I still feel, on a personal level, I found that in Sarah, my wife, who was born and raised in Nebraska, and who I loved more than any other human being, more than life itself.
Of course, I have forgiven Nebraska, and "A", both of which stubbornly resist being forgivable, and both of which continue to be the home of so much that is good and worthy of continued existence and embrace – even while refusing to be, for the most part, worthy of it.
Our destinies, however, seem to be linked. So here I remain, forgiving, yet myself unforgiven. I do what I can; I can do no more than that. I continue to live here, even though it is far too often like living in Hell. I do see how it is possible to be loved by God, and yet made to live in a human Hell. It is, I feel, the definition of a fallen world. I continue to seek out and embrace the good I find here, mostly in the hearts of artists and poets. I am irreparably damaged buy the rest. I am sorry; I do not see how that can ever change.
Where my love is returned, it permits me to go on living. Where it is denied, it hammers me relentlessly. I can not place Satan in an arm lock, even through forgiveness, and force him to be anything other than Satan. Neither can I force "A"-ns to be anything other than "A"-ans, nor Nebraskans to be anything other than Nebraskans.

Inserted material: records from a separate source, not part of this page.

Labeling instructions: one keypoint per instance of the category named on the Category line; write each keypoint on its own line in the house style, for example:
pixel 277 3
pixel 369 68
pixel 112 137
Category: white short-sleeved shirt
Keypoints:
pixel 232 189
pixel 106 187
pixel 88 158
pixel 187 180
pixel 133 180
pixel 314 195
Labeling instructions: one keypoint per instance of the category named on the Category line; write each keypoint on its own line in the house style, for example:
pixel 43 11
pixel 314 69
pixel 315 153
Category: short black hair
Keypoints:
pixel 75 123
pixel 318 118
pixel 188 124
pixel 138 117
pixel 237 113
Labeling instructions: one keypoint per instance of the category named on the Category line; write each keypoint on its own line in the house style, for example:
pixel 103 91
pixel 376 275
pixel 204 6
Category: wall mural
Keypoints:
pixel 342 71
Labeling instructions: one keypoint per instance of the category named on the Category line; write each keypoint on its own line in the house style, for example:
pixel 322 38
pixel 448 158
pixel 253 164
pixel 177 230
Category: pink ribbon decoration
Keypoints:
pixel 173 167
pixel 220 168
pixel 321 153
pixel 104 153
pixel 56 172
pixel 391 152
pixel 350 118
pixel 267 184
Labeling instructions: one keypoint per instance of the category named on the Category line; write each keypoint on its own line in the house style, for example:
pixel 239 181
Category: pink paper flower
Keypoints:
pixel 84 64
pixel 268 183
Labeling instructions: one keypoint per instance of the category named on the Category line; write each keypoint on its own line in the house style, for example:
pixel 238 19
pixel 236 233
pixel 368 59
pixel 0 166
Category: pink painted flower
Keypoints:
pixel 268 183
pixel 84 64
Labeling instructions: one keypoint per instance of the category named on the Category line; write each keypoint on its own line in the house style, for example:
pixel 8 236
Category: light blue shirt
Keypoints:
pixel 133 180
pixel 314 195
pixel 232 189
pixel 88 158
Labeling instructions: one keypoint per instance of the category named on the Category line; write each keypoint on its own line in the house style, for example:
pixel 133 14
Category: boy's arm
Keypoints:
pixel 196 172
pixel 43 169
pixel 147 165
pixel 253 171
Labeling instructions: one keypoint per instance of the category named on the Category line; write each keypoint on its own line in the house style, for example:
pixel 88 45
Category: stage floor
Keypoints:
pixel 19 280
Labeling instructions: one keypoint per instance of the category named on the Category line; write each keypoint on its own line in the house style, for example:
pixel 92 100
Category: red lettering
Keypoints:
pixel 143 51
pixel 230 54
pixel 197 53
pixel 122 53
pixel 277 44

I do hope, however, that the seeds I plant, and the love I exhibit might mitigate the horrors I have encountered, and help what grows out of them find the glory that I know to be here, inherently within them … if only they will nourish it and allow it to grow.
If those I forgive refuse to be forgiven … well … that is out of my hands and in the hands of God.
But I am exceedingly weary of being accused of being "unforgiving".